Avaz Hafizli, 24, journalist and queer rights activist was murdered by a family member on February 22. His death sparked a public outcry on social media platforms, with many activists criticizing Azerbaijan's history of inaction when addressing hate crimes, specifically those targeting marginalized groups in the country.
The culprits of this death are the society, the Azerbaijani government and state security agencies.
Despite the fact that we reported every incidence to the police, they never considered the complaints, even terminating it arbitrarily, never punishing the perpetrator↩️
— Lili Nazarov #BayramaNeOldu (@lilinazarov) February 22, 2022
#AvazHafizli,the reporter of #Kanal13 internet channel, also #LQBT activist has been killed, allegedly by his cousin. 5 month before he had chained himself to the lattice of Chief Prosecutors’ Office protesting the threats to LGBT community in #Azerbaijan. @prokurorluq pic.twitter.com/7OmXCVs6Kc
— Leyla Mustafayeva (@LeylaMustafaeva) February 22, 2022
Hafizli's friends said the LGBTQ+ community lost a dear friend, someone who has been at the forefront of advocating for the protection and recognition of the LGBTQ+ community in Azerbaijan.
Our courageus friend, LGBTQ+ activist and journalist Avaz Hafizli is killed today. Azerbaijani goverment is directly responsible for his death by justifying the killing of so many queers and fueling systematic homophobia/transphobia. We will not forget!
— Sevinj Samadzade (@SamadzadeSevinj) February 22, 2022
In September 2021, Hafizli chained himself to a fence outside the Prosecutor General Office to protest the institution's lack of swift action against blogger Sevinj Huseynova, who openly called for violence against queer citizens in the country. Huseynova also targeted Hafizli after which, according to the journalist's own accounts, his family disowned him. Hafizli also attempted to commit suicide after being targeted by the blogger.

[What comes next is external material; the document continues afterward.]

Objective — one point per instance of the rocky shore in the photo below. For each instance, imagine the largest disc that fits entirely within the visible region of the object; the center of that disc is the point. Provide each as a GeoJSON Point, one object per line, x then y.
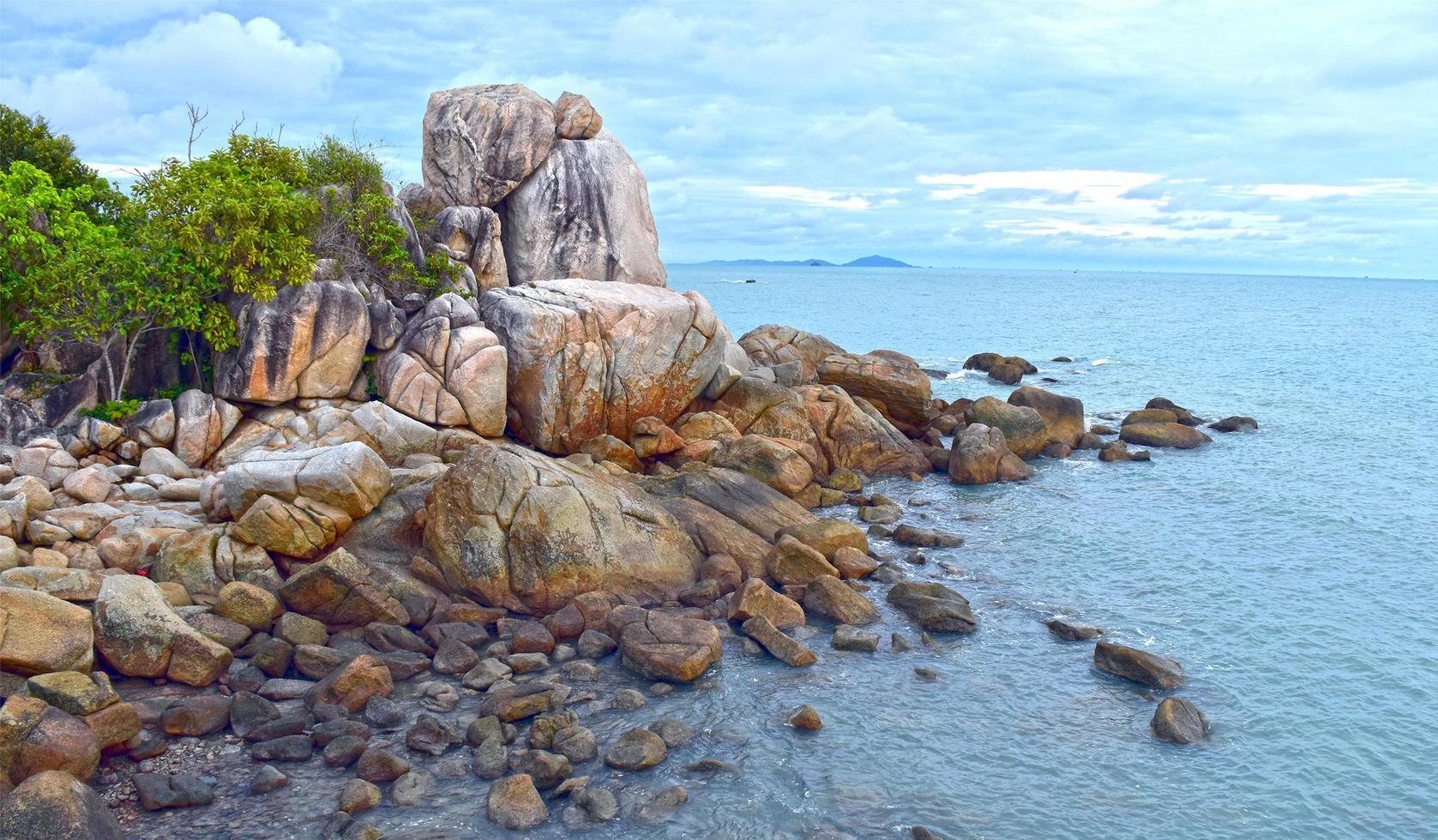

A persistent anti-LGBTQ+ narrative
According to ILGA Europe, an international non-governmental organization advocating for LGBTQ+ rights and freedoms, Azerbaijan occupies the last place among 49 countries on the organization's Rainbow Index.
In recent years, the Azerbaijan government intensified crackdowns against the LGBTQ+ community. In 2017, at least 83 people were detained by the police for being gay or transgender. The detainees reported being tortured and blackmailed. The same year, at least four Azerbaijani citizens who identified as LGBTQ+ committed suicide.
In 2018, the Israeli newspaper Haaretz reported the Azerbaijan government was using Israel’s Verint Systems surveillance equipment and software to identify citizens’ sexual orientation through Facebook.
More than a dozen LGBTQ+ people were arrested in 2019, most of whom were transgender sex workers who were solicited and then arrested according to Meydan TV and Minority Magazine reporting.
In March 2021, Minority Magazine reported a new movement calling itself “Pure Blood” which was mobilizing via Telegram to target LGBTQ+ people in Azerbaijan.
Then in the summer of 2021, during PRIDE month, Minority Magazine documented more attacks against LGBTQ+ people.
For many who face discrimination and violence, there is little recourse through the police or any official judicial channels. For instance, in November of last year, a trans woman and her partner were attacked on the street in the capital, Baku. Knowing the police's poor track record with queer citizens, they decided not to file an official complaint, fearing reprisals and potential privacy violations.
The anti-LGBTQ+ narrative in Azerbaijan is pervasive among politicians, celebrities, and public figures, according to OC Media research that focused on the extent of homophobic hate speech in the country by analyzing media reports.
According to this research, LGBTQ+ members also face discrimination in military service. In Azerbaijan those who identify as LGBTQ+ are exempted from compulsory military service under Article 18, paragraph b of the Regulation on Military Medical Examinations, which states a person is considered unfit or partially fit for military service on the basis of personality disorders and under Article 17/b, which indicates reactive psychoses and neurotic disorders.
Blogger Sevinj Huseynova is not the only one who has made open calls for violence against the LGBTQ+ community. According to Minority Magazine, in January 2022, a religious cleric Haji Tayyar Huseynli, described members of LGBTQ+ community as “filth” and said same-sex couples engaging in intercourse should be sentenced to death. “That is, according to religious rules, those who commit this heinous act must be killed. This is the demand of religion,” Huseynli told a local news platform in an interview.
According to the statement issued by the Prosecutor General Office, Hafizli was killed by his cousin who was under the influence of alcohol, after the two had an argument. The office said an investigation has been launched.
However, activists in Azerbaijan fear not much will come out of it. Writing on her Facebook page, civic activist, Gulnara Mehdiyeva said, “LGBTQ people are of no importance to Azerbaijani law. They are not considered human beings, and neither the prosecutor's office, nor the State Security Service, nor any other body wants to move a finger to prevent mass killings. The Azerbaijani government is directly guilty of legitimizing the killing of LGBTQ people at all levels.”